Implementation of the Web-based system of collecting medication error data at our institution served as a visible and tangible catalyst for change in the system infrastructure of the inpatient and ambulatory patient safety environments. The new reporting system provides all healthcare employees in our institution a confidential, anonymous means of reporting events. This system provides a safe environment for reporting errors. Healthcare providers can use the system in the privacy of their own offices or even in a busy nurses’ station without fear of reprisal. A Web-based system of reporting in and of itself is not entirely novel. However, our system is novel in these three ways: it allows real-time transmission of data to the risk management department; data are automatically cleaned and scrubbed to ensure accuracy and avoid duplication; and data are automatically connected to demographic and clinical information.

As a result of our novel Web-based system of reporting medical errors, healthcare providers experience a significant reduction in the time between reporting a medication error and the resulting investigation by risk management. Closing this time lapse in the feedback loop allows the system to be proactive in processing medication errors and, ultimately, in developing interventions. In addition to providing system process improvements, the site-specific data gathered from the electronic format are also used to develop new educational initiatives.

Findings from this research suggest that adoption of a Web-based system of reporting medication errors served as a catalyst for environmental change that resulted in increased medication error reporting at our institution. Concurrently, as the number of errors reported increased, the number of errors that reached the patient decreased. And, most significantly, this decrease in the number of errors that reached the patient was paralleled by a reduction in the number of events reaching the patient with resultant harm. At a cursory glance, these descriptive data imply that a simple, linear relationship exists between the Web-based reporting system and the reduction of patient harm. But such straightforward relationships rarely occur in highly complex systems, and, thus, they are suspect. By definition, complex organizations such as large medical centers are fragmented into departments and disciplines, each passionately protective of their domain. Creating a common vision that is not viewed as compulsory requires several champions who cut across both managerial and specialty domains within the organization.

To better define the relationship between the Web-based reporting system and the reduction of patient harm, it is important to drill down in the data and examine significant outcomes in relation to environmental changes over time within the healthcare system. To accomplish this, we will only focus on data trends collected after the adoption of the Web-based reporting system. Specifically, we will examine trends in the number of errors reported and whether or not harm occurred.
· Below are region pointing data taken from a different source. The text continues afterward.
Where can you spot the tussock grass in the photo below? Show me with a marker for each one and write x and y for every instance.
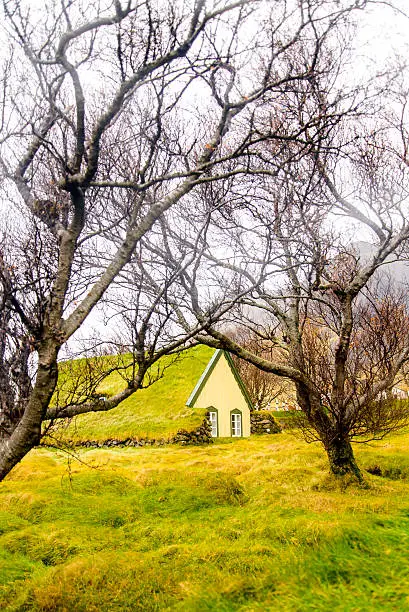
(254, 524)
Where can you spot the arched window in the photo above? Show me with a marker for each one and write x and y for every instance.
(214, 421)
(236, 424)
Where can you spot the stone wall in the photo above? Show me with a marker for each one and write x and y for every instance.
(263, 422)
(200, 435)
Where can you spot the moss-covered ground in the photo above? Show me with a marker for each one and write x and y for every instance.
(253, 524)
(157, 411)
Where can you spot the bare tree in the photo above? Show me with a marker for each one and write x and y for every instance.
(288, 230)
(264, 387)
(111, 114)
(119, 121)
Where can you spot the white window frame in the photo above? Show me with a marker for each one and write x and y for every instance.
(236, 422)
(213, 423)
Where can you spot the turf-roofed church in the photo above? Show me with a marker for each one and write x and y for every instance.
(221, 390)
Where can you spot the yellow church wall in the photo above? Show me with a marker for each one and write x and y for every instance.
(222, 391)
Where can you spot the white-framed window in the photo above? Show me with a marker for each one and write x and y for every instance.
(236, 424)
(213, 423)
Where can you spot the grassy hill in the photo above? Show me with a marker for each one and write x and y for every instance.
(254, 524)
(155, 412)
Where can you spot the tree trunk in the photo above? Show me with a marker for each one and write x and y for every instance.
(27, 433)
(341, 458)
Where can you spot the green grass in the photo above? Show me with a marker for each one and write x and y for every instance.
(253, 524)
(158, 411)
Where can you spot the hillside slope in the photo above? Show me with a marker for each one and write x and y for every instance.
(155, 412)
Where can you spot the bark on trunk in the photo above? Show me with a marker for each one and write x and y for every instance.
(341, 458)
(27, 434)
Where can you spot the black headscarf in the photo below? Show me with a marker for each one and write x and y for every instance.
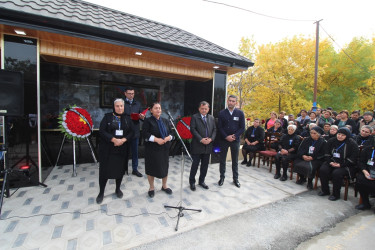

Data that report the person who discovered the error between January 2003 and June 2005 are illustrated in Figure 4. Although data show a general linear progression in the number of errors reported, Figure 3 shows that this trend is curvilinear with spikes in April 2003, February and March 2004, and January through March 2005. Based on complexity theory, this pattern of “peaks” and “valleys” (i.e., the pattern of variation in the number of errors reported) is expected.³⁵ We would, therefore, expect that after a “flick” (an event that causes disruption in the system), change occurs in the organization and an immediate positive, sometimes dramatic, response to change will occur. This change will be followed by a drop-off and then gradual improvement, or, at the least, will achieve and maintain a new mean at a level greater than the preceding mean prior to the “flick.” In our particular case, increases both in the number of medication errors reported and in the number of intercepted errors correspond to the number of pharmacists reporting or detecting medication errors (Figure 3 and Figure 4). Specifically, spikes in the data correspond to an increase in errors reported by the pharmacist. The number of errors reported by pharmacists increased from 494 in 2003 to 1,495 in 2004 to 1,344 in the first half of 2005. During that same period of time, reported medication errors by physicians and nurses remained constant (Figure 4).

At our institution, increased pharmacist involvement in the detection of medication errors is closely related to a significant increase in the number of intercepted errors and a decrease in the number of medication errors that resulted in patient harm. Immediately prior to the first spike in reporting, administrative reorganization, particularly with pharmacy involvement, occurred within the UMHC Safety Council. The first “flick” occurred in early 2003, near the first spike, after the implementation of the Web-based system of reporting medication errors. Adoption of the Web-based system of reporting served as an impetus for reorganization of the former UMHC Safety Council into a formalized, institutional Patient Safety Council. Before reorganization, an incident report team would investigate medication errors and report findings to risk management and, if warranted, to the hospital CEO. After the application of the Web-based reporting system, it quickly became apparent that the old mechanism of investigating events could not process the increased volume and navigation of reports up the administrative chain. This reorganization legitimized patient safety efforts and event reporting as an institution-wide endeavor, if not an institutional mandate.

The second “flick” centered on the CEO’s becoming chair of the Patient Safety Council and a change of the pharmacy department head. Both the CEO and the new pharmacy head were strong supporters of the Web-based application and proactive in their support of our patient safety initiatives. The CEO’s involvement sent a strong signal throughout the organization that patient safety was a growing priority, and as his awareness grew, so did his engagement in hospital safety activities. Action plans identified by the committee now carried the clout of top leadership. In addition, the new head of the pharmacy department not only removed fear of reporting medication errors, but also encouraged reporting as a positive sign of effecting change.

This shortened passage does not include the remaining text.